Rose might be a shell of his former MVP self. Even then, the veteran has turned around what was an injury-derailed career. The 30-year-old point guard averaged 18.0 points and 4.3 assists while shooting 48 percent from the field for Minnesota last season. These represented Rose’s best numbers since his MVP season of 2010-11. All of this netted him a mere two-year, $15 million deal with the Pistons. Given Reggie Jackson’s struggles at the point, we would not be surprised if Rose landed the starting job. If so, $7.5 million annually is a major steal for the Pistons.

J.J. Redick, New Orleans Pelicans

One of his generation’s best three-point shooters, Redick is coming off a two-year span in Philadelphia that saw him earn north of $35 million. Most figured he was in line for a similar pay day during what has been a robust market for shooters. That did not happen. Redick scored a two-year, $26.5 million deal from a retooled Pelicans squad. This comes with him having shot 40-plus percent from distance in each of the past seven seasons. Redick is also a tremendous fit with youngsters Zion Williamson, Brandon Ingram and Lonzo Ball in Nola. What a signing for new Pelicans general manager David Griffin.

Patrick Beverley, Los Angeles Clippers

Beverley’s tremendous backstory notwithstanding, we were surprised to learn that he decided to re-up with Los Angeles at just $40 million over three seasons. A two-time All-NBA Defensive Team performer, Beverley has actually morphed into a solid performer on the other end of the court. He’s shot better than 38 percent from distance each of the past four seasons. Those are some solid numbers for a defense-first guy. His veteran leadership is also going to help young guards Landry Shamet and Shai Gilgeous-Alexander.

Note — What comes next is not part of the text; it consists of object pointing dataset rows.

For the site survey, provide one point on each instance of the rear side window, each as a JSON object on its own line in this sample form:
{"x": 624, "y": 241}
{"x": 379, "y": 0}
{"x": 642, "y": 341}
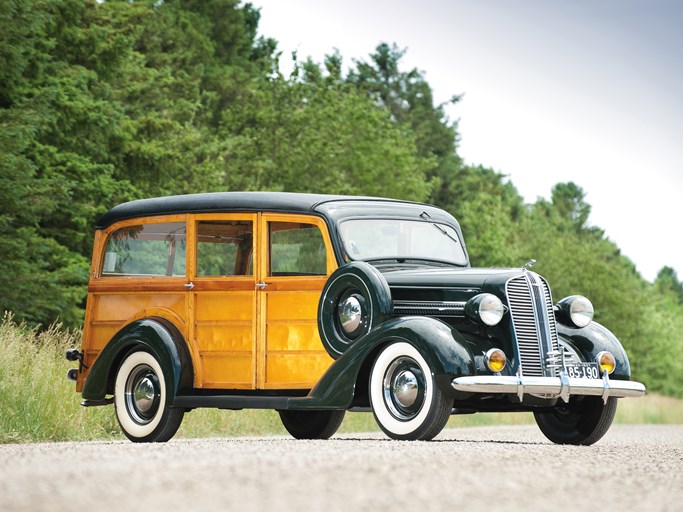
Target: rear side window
{"x": 296, "y": 250}
{"x": 146, "y": 250}
{"x": 224, "y": 248}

Enes Kanter, Boston Celtics

Kanter might believe he got the raw end of the deal in Portland. His former teammate, Damian Lillard, might disagree. No matter what the truth is behind the scenes, we can say that Boston landed a solid replacement for Al Horford on the cheap. Kanter signed a mere two-year, $9.75 million deal with Boston. Still only 27 years old, he averaged 13.7 points and 9.8 rebounds last season. Sure he’s a defensive liability, but paying less than $5 million per season for a starter-caliber center is a steal in today’s market.